The runners who keep improving year after year aren’t more talented or more motivated — they’ve built better systems, habits and behaviours. Having worked in the fitness industry for over a decade in a gym context as a personal trainer, a strength and conditioning coach, and in more recent years as a running coach… it’s been clear to me there are common themes between what makes someone consistent and someone less consistent.
Motivation is a weather system. It arrives dramatically, powers you through a few brilliant weeks, and then disappears without warning — usually on the Tuesday when the alarm goes off at 5:45am and every sensible part of your brain is petitioning for another hour or at 6pm on a winter’s evening with side wind and rain but you have a run planned after the working day.

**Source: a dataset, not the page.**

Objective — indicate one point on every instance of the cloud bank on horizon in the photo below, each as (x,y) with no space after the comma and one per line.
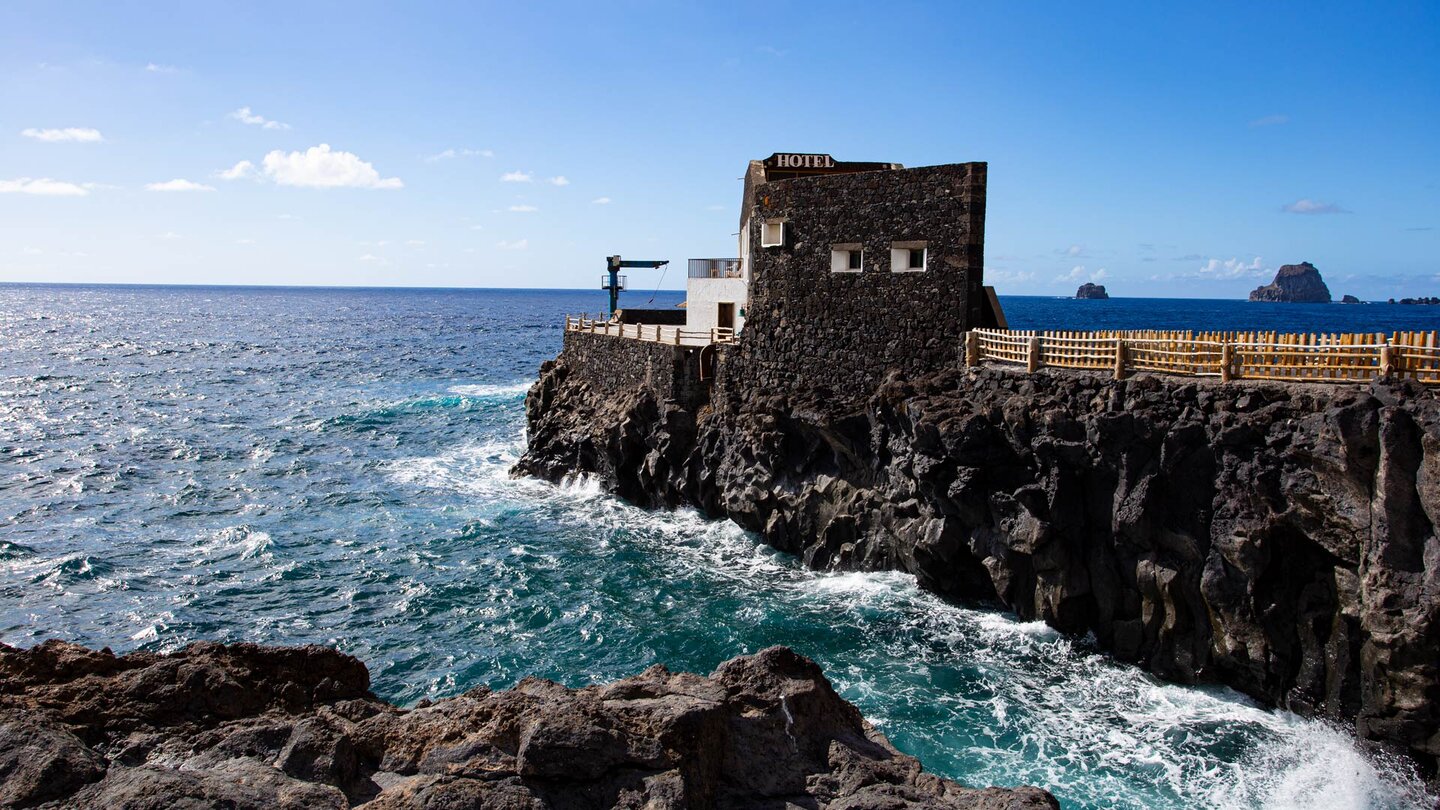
(527,162)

The athletes who keep going for years aren’t more motivated.
I certainly am not motivated every day and every high performer I have met has a lot of days when motivation dwindles. However, they’ve stopped relying on motivation entirely. They’ve built systems, habits and mindsets so well-designed that showing up feels easier than not showing up.
James Clear in his brilliant book, Atomic Habits, had a deceptively simple idea: small improvements, compounded relentlessly, produce extraordinary results. Most of the work happens in what Clear calls the “plateau of latent potential” — the long period where nothing looks like it’s changing, but everything is quietly accumulating beneath the surface.